Sandrine ThomasDirectrice de l’école maternelle du Château

Rappel des faits :
Après avoir à son élection en 2014 fait un état des lieux alarmants des écoles de la ville, Julien Sanchez a, avec son adjointe de l’époque Chantal Sarrailh, décidé de débloquer des sommes importantes sur les écoles de Beaucaire afin d’améliorer les conditions de travail des enseignants et des petits Beaucairois. À tel point qu’en 20 ans, l’année 2019 est celle où la commune a le plus dépensé pour ses écoles qui voient peu à peu s’améliorer les conditions de travail, même si nous partions de loin.

Pour l’école Nationale, la municipalité de Beaucaire a souhaité engager un ambitieux projet de réhabilitation-extension de l’école (située rue Nationale), principale école du quartier prioritaire du centre-ville. D’une capacité actuelle de 150 élèves en élémentaire (6 classes), le projet doit permettre à terme d’accueillir 19 classes et 3 demi-classes spécialisées ainsi que le restaurant scolaire. Cette école regroupera les classes élémentaires actuelles, les classes de l’école maternelle du Château ainsi que de nouvelles classes (notamment en raison du projet de nouveau quartier Sud Canal dont les enfants dépendront des écoles du centre-ville). Le projet prévoit la réhabilitation de trois bâtiments, la démolition d’un bâtiment, de petites extensions en structure légère, l’intégration du bâtiment de la police municipale (déplacée dans un commissariat refait à neuf) et la reprise des espaces extérieurs. La réhabilitation/extension de cette école est une opération complexe, de par sa localisation (centre-ville, site patrimonial remarquable, zone de présomption de prescription archéologique, proximité riverains, accessibilité limitée) et l’importance des travaux à entreprendre (état général assez dégradé de l’école qui depuis au moins 40 ans n’a pas connu de travaux d’ampleur). Le but est de faire de cette école une école pilote. Julien Sanchez, son ancienne adjointe et sa nouvelle adjointe Marie-France Perignon ont souhaité mener ce projet dans la plus grande concertation, en partant des besoins des utilisateurs.

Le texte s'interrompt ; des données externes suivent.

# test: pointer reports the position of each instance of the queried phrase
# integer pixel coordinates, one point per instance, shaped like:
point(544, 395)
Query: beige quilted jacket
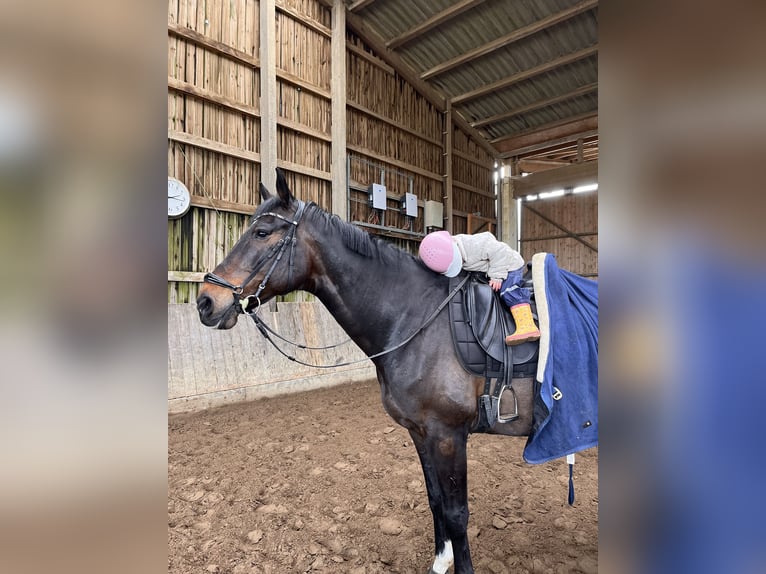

Il a ensuite fallu, une fois le projet arrêté par la Mairie en lien avec les utilisateurs, rechercher des subventions car les montants de dépenses (près de 7 millions d’euros) sont historiques pour une commune de 16 000 habitants comme Beaucaire qui ne peut pas seule trouver tout cet argent. Le Maire a donc invité le Préfet du Gard sur place. Vu l’état de l’école, le Préfet, qui a trouvé incroyable que personne n’ait eu l’idée de faire des travaux avant, s’est engagé à subventionner ce projet nécessaire et ambitieux à compter de l’année 2020 à condition que l’opération s’échelonne sur trois exercices budgétaires en trois tranches car l’État ne peut pas aider la commune sur un montant si important sur une seule année.